Named Darb (path or road) and launched by the Department of Transport (DoT), the app provides motorists real-time data via coloured maps depicting traffic jams and back-ups due to collisions.
Motorists can then choose alternative routes around congested areas shown on digital city maps to make driving through the city easier and hassle-free, said authorities yesterday.
The app also offers information for public transport users and travellers on bus schedules, ferry timings, facilities to book taxis and airport schedules within the emirate of Abu Dhabi.
“According to international standards, we expect that the application will reduce congestion and smooth traffic flow by about 15 to 25 per cent,” said Salah Al Marzouqi, director of integrated intelligent transportation systems at the department.
“The app will help divert traffic away from incident areas. To ensure that it can handle thousands of users at the same time, we have also tested the application via a simulator and will continue to monitor its use and enhance its capabilities,” Al Marzouqi told Gulf News.
The application is part of the DoT’s Dh9 million Integrated Transport Information and Navigation System (i-TINS), and has been developed over the last few months. It is currently available in English and Arabic for phones using both iOS and Android operating systems. In addition, the services can be accessed through a dedicated website on personal computers.
To ensure that updated information is available at all times, traffic specialists collect and verify data from various authorities, including police, weather bureaus and airport authorities, and make updates available for road users.
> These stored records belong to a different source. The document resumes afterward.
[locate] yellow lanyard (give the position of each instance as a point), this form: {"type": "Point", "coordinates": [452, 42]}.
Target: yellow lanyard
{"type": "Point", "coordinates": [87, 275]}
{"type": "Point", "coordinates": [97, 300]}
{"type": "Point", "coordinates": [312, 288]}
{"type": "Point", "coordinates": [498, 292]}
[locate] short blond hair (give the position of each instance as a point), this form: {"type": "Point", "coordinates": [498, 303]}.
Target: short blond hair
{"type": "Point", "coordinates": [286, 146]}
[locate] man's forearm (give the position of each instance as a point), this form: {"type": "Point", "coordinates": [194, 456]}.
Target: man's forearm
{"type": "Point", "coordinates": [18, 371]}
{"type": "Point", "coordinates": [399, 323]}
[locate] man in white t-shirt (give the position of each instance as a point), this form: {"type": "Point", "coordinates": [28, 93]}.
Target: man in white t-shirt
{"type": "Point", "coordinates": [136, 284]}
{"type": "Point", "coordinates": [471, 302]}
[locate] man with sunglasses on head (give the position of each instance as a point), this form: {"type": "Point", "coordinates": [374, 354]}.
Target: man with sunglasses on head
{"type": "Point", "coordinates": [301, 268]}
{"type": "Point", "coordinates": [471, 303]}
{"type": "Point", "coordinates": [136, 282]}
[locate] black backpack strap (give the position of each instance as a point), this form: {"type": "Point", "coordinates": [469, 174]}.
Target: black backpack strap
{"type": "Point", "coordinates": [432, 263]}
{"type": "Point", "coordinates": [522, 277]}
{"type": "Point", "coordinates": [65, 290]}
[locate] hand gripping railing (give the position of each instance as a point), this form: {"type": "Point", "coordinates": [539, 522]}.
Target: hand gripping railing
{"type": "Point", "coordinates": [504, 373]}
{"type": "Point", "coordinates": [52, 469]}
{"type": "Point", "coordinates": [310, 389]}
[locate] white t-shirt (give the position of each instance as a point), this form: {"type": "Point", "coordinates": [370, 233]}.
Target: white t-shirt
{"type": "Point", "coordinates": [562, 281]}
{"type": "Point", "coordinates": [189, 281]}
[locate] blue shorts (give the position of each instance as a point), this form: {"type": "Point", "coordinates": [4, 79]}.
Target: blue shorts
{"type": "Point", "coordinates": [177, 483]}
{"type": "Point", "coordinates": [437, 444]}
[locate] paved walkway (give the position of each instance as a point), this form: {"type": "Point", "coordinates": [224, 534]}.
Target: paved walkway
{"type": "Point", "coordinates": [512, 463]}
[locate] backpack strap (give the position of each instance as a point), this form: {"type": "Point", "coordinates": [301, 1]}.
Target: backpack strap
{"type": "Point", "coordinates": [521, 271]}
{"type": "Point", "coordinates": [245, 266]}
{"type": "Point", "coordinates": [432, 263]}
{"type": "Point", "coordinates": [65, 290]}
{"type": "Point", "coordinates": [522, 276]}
The verifications will be carried out within three to five minutes of an incident taking place, said Hamad Al Afifi, section head of traffic management and technology operations.
In its first phase, the services are available for users in the capital, and will soon be extended to Al Ain and Al Gharbia (Western Region).
Officials said they expect a high rate of user penetration for the app, especially as a large proportion of the population is known to use smartphones. In fact, a Google survey conducted in early 2013 found that more than 73 per cent of respondents used smartphones, the highest rate of smartphone penetration in the world. This rate of penetration was ahead of South Korea and Saudi Arabia, and placed the UAE 12th, ahead of the United States.
Al Marzouqi explained that to prevent users from getting distracted, the DoT had built in automatic notifications in the app.
“This way, drivers will be able to concentrate on the road,” he said.
The official added that the data collected on road incidents is also made available to traffic engineers and road specialists, who can use it to plan for future road networks and projects.
Asked about the newly introduced names for many Abu Dhabi roads, DoT officials said that the application would feature the updated names. Although older names for streets are displayed, these will be gradually phased out.